100 Years, What Have We Learned?

Not much, evidently. I'm not the first and I certainly won't be the last to compare the current cruise ship tragedy to the Titanic tragedy that happened just shy of a century earlier.
I have a special place in my history-loving heart for the Titanic disaster. In third grade, there was a unit in my education that centered on the Titanic and it was the first historic event that ever struck my interest. I thought the Titanic was cool before the movie and while I was still thinking my favorite subject was Science.

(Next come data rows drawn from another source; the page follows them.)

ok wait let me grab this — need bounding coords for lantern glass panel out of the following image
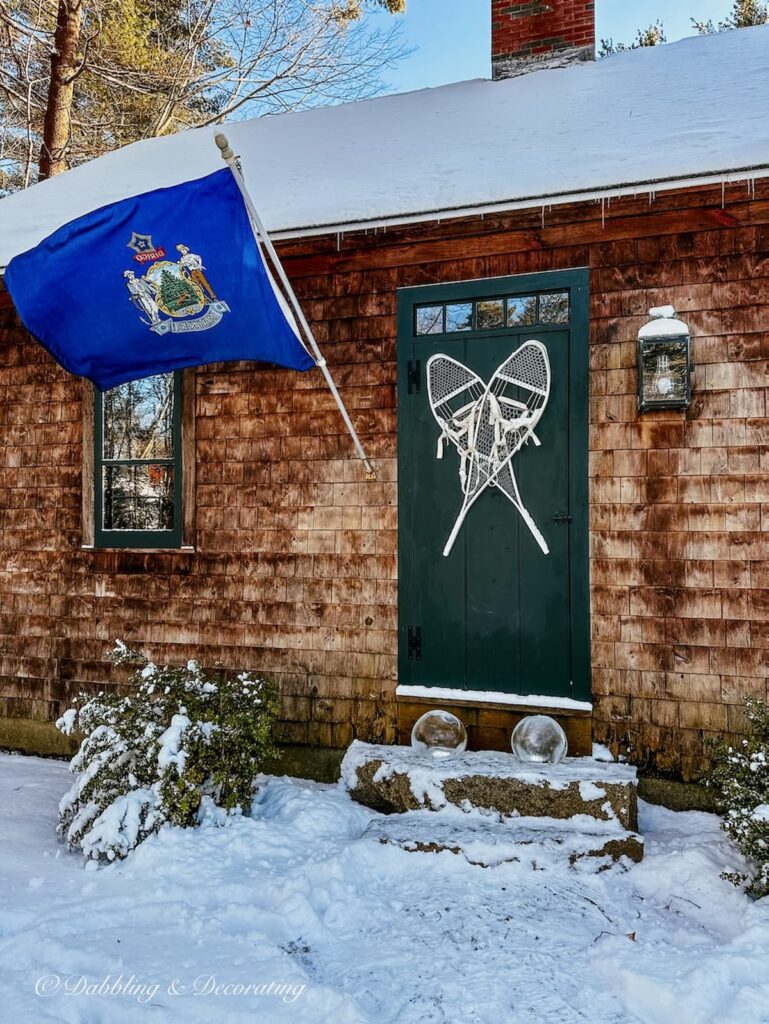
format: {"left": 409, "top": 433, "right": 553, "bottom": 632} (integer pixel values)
{"left": 639, "top": 338, "right": 690, "bottom": 410}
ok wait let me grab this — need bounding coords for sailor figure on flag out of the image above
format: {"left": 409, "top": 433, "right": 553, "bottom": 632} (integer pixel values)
{"left": 3, "top": 133, "right": 375, "bottom": 477}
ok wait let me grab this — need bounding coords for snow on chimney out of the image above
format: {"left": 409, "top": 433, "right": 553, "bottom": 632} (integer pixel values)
{"left": 492, "top": 1, "right": 595, "bottom": 80}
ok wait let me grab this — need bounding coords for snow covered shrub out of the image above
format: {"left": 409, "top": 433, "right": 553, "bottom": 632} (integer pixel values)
{"left": 56, "top": 642, "right": 279, "bottom": 862}
{"left": 709, "top": 697, "right": 769, "bottom": 898}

Anyway, I've been doing a lot of observing of the media and public in light of this accident, and I can't help but imagine it must be incredibly similar to what people were saying and reporting in 1912.

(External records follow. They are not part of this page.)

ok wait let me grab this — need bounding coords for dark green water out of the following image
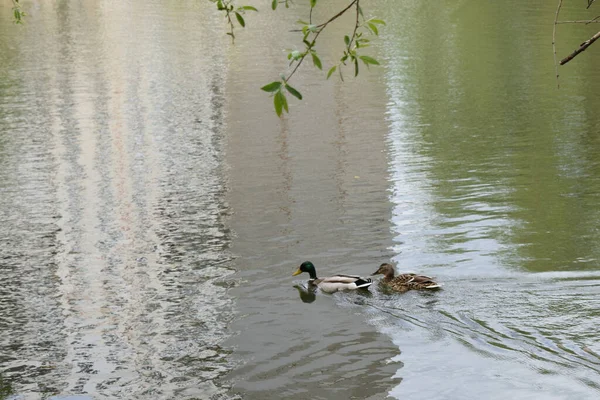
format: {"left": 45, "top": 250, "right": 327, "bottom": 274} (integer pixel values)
{"left": 1, "top": 0, "right": 600, "bottom": 399}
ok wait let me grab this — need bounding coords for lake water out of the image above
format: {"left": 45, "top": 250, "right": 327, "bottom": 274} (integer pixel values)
{"left": 1, "top": 0, "right": 600, "bottom": 399}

Let's compare and contrast, shall we?

Date of Disaster
Costa Concordia: January 13, 2012
Titanic: April 15, 1912

Time from Impact to Help Arriving
Cost Concordia: 9:30 p.m.-10:20 p.m.
Titanic: 11:40 p.m.-4:10 a.m.

Number of Passengers
Costa Concordia: approx. 3,200
Titanic: approx. 1,300

Number of Crew
Costa Concordia: approx 1,000
Titanic: approx. 900

Number of Casualties
Costa Concordia: >100
Titanic: <710

Number of Lifeboats
Costa Concordia: oddly, I can't find a number, but I counted 13 on one side, assuming I can double it for the other side of the ship, approx: 26
Titanic: approx 20

I hate to come off as callous, but the Titanic wins in the tragedy competition. What makes the incident with the Costa Concordia so tragic is the fact that it happened at all.  When all is said and done, the only similarities here are: both Titanic and the Costa Concordia were fancy ships that sank and cost people their lives.